Nello specifico, l’articolo 46 stabilisce che «sono automaticamente annullati, alla data del 31 gennaio 2023, i debiti di importo residuo, alla data di entrata in vigore della presente legge, fino a mille euro, comprensivo di capitale, interessi per ritardata iscrizione a ruolo e sanzioni, risultanti dai singoli carichi affidati agli agenti della riscossione dal 1° gennaio 2000 al 31 dicembre 2015».

Cartelle affidate alla Riscossione dal 2020 al 30 giugno 2022

Per gli importi superiori a mille euro, invece, si dovrà pagare tutta l’imposta, senza sanzioni, senza interessi e con una rateizzazione in cinque anni.

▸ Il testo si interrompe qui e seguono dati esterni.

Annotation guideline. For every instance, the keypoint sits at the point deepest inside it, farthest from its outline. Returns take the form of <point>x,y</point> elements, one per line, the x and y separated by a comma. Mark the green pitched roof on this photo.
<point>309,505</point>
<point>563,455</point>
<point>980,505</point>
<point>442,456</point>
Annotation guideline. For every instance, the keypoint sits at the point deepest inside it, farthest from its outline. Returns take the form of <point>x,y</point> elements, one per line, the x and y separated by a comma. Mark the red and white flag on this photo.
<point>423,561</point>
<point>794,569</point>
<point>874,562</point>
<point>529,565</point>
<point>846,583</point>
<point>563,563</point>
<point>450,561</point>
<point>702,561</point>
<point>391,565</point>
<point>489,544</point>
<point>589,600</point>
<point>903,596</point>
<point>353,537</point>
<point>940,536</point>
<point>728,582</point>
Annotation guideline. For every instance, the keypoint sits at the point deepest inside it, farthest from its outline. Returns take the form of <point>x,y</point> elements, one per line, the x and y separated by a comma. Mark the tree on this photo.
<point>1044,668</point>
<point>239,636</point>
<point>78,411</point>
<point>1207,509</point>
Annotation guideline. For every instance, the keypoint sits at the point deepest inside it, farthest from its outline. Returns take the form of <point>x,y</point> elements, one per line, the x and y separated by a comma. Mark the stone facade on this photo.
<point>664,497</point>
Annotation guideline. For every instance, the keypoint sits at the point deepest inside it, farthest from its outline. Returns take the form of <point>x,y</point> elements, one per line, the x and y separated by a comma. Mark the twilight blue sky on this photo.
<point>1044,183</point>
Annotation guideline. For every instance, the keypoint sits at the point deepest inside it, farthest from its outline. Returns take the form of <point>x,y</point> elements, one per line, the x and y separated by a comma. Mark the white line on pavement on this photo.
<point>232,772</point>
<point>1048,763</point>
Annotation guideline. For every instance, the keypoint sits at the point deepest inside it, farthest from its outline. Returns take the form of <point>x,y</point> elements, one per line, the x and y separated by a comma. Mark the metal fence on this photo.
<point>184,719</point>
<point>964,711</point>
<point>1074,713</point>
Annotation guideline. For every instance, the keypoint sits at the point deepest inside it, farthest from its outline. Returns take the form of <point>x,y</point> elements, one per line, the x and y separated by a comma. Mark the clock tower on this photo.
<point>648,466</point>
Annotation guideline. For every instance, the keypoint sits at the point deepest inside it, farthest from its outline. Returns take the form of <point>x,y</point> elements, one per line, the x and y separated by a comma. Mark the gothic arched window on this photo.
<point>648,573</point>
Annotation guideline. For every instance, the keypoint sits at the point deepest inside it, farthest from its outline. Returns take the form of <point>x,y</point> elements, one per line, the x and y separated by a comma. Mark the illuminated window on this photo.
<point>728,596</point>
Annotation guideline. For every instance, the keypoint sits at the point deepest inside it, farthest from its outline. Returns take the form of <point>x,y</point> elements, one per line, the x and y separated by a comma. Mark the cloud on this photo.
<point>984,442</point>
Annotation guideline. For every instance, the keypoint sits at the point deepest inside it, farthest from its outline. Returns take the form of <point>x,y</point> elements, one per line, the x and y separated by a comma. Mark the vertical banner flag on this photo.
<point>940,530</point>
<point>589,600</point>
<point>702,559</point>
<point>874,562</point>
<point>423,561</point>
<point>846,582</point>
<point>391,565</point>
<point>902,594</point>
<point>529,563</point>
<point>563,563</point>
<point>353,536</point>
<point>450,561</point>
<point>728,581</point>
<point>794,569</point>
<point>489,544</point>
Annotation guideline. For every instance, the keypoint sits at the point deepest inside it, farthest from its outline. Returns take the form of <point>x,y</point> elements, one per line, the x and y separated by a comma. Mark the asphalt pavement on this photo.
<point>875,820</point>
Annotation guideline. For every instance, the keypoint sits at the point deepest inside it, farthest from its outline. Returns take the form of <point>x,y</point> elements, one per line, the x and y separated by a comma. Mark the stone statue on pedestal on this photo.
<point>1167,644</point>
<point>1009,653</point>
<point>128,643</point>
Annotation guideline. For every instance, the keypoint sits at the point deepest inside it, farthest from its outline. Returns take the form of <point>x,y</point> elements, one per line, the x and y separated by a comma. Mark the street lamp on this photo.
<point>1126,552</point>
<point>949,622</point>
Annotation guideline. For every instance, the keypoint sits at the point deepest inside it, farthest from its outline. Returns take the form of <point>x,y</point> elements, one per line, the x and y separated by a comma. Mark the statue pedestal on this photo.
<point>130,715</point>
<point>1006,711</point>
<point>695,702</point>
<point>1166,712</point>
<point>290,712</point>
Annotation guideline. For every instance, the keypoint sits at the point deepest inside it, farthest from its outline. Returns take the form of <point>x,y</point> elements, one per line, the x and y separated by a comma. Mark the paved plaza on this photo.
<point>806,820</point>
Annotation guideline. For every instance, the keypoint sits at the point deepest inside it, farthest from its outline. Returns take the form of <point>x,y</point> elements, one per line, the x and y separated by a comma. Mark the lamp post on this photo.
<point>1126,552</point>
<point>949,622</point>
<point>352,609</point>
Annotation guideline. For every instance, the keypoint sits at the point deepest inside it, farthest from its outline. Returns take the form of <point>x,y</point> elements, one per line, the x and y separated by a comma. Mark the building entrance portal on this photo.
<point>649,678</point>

Per quanto riguarda i debiti risultanti dai singoli carichi affidati agli agenti della riscossione dal 1° gennaio 2000 al 30 giugno 2022 possono essere estinti senza corrispondere le somme affidate all’agente della riscossione a titolo di interessi e di sanzioni, gli interessi di mora e le sanzioni.

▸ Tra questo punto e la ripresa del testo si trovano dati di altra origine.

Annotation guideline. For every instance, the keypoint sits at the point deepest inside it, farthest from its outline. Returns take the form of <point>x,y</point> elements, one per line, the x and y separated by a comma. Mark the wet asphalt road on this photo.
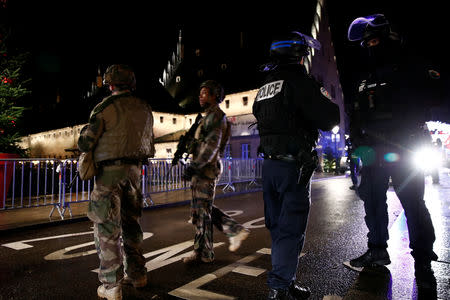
<point>59,262</point>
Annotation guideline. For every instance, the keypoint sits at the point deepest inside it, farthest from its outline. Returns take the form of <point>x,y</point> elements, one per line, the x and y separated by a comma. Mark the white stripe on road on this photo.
<point>191,290</point>
<point>249,271</point>
<point>332,297</point>
<point>62,254</point>
<point>22,244</point>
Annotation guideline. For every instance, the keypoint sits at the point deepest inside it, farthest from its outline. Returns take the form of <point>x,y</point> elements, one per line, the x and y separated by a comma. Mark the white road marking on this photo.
<point>62,254</point>
<point>249,271</point>
<point>167,255</point>
<point>191,290</point>
<point>332,297</point>
<point>250,224</point>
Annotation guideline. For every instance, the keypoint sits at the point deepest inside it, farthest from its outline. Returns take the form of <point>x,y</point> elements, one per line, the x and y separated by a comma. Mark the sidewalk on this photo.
<point>32,216</point>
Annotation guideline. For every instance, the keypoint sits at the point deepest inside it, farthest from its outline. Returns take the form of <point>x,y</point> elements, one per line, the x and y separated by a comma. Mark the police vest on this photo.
<point>279,129</point>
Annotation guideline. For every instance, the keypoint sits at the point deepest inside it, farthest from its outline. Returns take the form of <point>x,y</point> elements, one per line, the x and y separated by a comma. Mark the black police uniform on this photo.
<point>387,126</point>
<point>289,108</point>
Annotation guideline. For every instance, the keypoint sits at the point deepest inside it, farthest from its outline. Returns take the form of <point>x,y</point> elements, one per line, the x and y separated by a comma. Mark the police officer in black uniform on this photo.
<point>388,120</point>
<point>290,107</point>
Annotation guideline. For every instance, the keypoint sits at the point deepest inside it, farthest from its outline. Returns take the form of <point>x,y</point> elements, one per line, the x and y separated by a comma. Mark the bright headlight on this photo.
<point>426,159</point>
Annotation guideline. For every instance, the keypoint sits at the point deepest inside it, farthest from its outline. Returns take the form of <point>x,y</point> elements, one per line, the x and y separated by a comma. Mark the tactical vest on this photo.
<point>215,117</point>
<point>279,128</point>
<point>128,131</point>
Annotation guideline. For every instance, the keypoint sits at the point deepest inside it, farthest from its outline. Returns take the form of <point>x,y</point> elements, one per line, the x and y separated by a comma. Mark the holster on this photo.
<point>308,162</point>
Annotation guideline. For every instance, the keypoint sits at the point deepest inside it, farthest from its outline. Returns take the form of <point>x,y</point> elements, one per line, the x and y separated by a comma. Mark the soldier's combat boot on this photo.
<point>372,258</point>
<point>281,294</point>
<point>137,283</point>
<point>236,241</point>
<point>298,291</point>
<point>114,293</point>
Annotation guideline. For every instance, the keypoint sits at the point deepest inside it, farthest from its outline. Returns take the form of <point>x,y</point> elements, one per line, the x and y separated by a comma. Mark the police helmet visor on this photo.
<point>359,27</point>
<point>302,40</point>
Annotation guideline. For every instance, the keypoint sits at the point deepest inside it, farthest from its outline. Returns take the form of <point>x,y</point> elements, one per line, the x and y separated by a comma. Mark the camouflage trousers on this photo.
<point>115,208</point>
<point>204,214</point>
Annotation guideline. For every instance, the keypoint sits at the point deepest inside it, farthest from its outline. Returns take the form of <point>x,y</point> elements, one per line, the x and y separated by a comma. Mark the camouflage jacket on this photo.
<point>121,126</point>
<point>211,137</point>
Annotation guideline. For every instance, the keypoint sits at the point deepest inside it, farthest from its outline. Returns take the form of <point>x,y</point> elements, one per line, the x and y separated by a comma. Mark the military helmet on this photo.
<point>294,45</point>
<point>215,88</point>
<point>366,28</point>
<point>119,75</point>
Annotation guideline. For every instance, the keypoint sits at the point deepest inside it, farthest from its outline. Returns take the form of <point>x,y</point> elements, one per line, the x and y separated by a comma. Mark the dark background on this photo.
<point>70,40</point>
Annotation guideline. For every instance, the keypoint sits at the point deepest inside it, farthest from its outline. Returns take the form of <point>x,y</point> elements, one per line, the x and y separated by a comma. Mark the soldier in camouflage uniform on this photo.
<point>211,137</point>
<point>120,134</point>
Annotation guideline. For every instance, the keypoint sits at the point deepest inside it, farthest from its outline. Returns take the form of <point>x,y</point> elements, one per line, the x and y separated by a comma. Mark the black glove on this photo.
<point>189,172</point>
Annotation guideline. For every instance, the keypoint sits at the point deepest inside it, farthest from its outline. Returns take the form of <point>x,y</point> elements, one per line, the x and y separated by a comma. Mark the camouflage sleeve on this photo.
<point>210,144</point>
<point>90,133</point>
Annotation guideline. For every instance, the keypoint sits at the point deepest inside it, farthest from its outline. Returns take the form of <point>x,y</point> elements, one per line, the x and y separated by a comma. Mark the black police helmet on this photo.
<point>295,45</point>
<point>366,28</point>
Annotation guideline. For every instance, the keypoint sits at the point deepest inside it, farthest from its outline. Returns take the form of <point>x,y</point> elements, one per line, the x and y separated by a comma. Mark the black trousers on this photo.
<point>409,186</point>
<point>286,209</point>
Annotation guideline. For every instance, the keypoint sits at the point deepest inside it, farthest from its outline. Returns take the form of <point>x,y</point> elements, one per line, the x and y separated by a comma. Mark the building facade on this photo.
<point>187,68</point>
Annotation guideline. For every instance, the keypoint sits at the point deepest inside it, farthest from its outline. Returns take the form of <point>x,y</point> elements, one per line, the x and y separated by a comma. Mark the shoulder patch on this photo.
<point>434,74</point>
<point>269,90</point>
<point>325,92</point>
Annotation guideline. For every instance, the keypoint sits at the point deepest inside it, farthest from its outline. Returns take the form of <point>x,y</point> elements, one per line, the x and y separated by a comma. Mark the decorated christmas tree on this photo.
<point>12,90</point>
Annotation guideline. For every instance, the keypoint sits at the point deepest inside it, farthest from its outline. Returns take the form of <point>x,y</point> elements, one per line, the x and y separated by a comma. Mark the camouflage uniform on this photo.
<point>120,132</point>
<point>210,140</point>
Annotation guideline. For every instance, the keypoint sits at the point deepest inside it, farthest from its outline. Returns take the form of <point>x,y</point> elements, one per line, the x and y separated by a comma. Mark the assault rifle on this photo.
<point>186,141</point>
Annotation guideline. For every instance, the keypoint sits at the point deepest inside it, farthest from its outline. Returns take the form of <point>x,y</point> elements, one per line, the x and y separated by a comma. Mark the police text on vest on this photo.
<point>269,90</point>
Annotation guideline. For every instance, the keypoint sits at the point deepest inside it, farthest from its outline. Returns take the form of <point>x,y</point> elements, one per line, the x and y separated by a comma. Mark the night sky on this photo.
<point>70,39</point>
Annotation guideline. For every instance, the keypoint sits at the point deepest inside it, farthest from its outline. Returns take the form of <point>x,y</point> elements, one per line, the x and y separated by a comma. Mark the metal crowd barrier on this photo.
<point>37,182</point>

Il pagamento delle somme è effettuato in unica soluzione, entro il 31 luglio 2023, o nel numero massimo di diciotto rate, la prima e la seconda delle quali, ciascuna di importo pari al 10% delle somme complessivamente dovute ai fini della definizione, scadenti rispettivamente il 31 luglio e il 30 novembre 2023. Le restanti, di pari ammontare, scadenti il 28 febbraio, il 31 maggio, il 31 luglio e il 30 novembre di ciascun anno a decorrere dal 2024.

In caso di pagamento rateale, sono dovuti, a decorrere dal 1° agosto 2023, gli interessi al tasso del 2% annuo. Entro 20 giorni dal 1° gennaio 2023 l’Agenzia delle Entrate dovrà pubblicare le modalità di richiesta da parte del contribuente, che dovrà fare un’apposita dichiarazione entro il 30 aprile 2023.

A seguito della presentazione della dichiarazione, relativamente ai carichi definibili che ne costituiscono oggetto:

  • sono sospesi i termini di prescrizione e decadenza;
  • sono sospesi, fino alla scadenza della prima o unica rata delle somme dovute a titolo di definizione, gli obblighi di pagamento derivanti da precedenti dilazioni in essere alla data di presentazione;
  • non possono essere iscritti nuovi fermi amministrativi e ipoteche, fatti salvi quelli già iscritti alla data di presentazione;
  • non possono essere avviate nuove procedure esecutive;
  • non possono essere proseguite le procedure esecutive precedentemente avviate, salvo che non si sia tenuto il primo incanto con esito positivo;
  • il debitore non è considerato inadempiente ai fini di cui agli articoli 28-ter e 48-bis del decreto del Presidente della Repubblica 29 settembre 1973, n. 602;
  • si applica la disposizione di cui all’articolo 54 del decreto-legge 24 aprile 2017, n. 50, convertito, con modificazioni, dalla legge 21 giugno 2017, n. 96, ai fini del rilascio del documento unico di regolarità contributiva (DURC), di cui al decreto del Ministro del lavoro e delle politiche sociali 30 gennaio 2015, pubblicato nella Gazzetta Ufficiale n. 125 del 1° giugno 2015.

Entro il 30 giugno 2023, l’agente della riscossione comunica ai debitori che hanno presentato la dichiarazione di cui al comma 5 l’ammontare complessivo delle somme dovute ai fini della definizione, e il numero di rate, con la scadenza di ognuna di esse.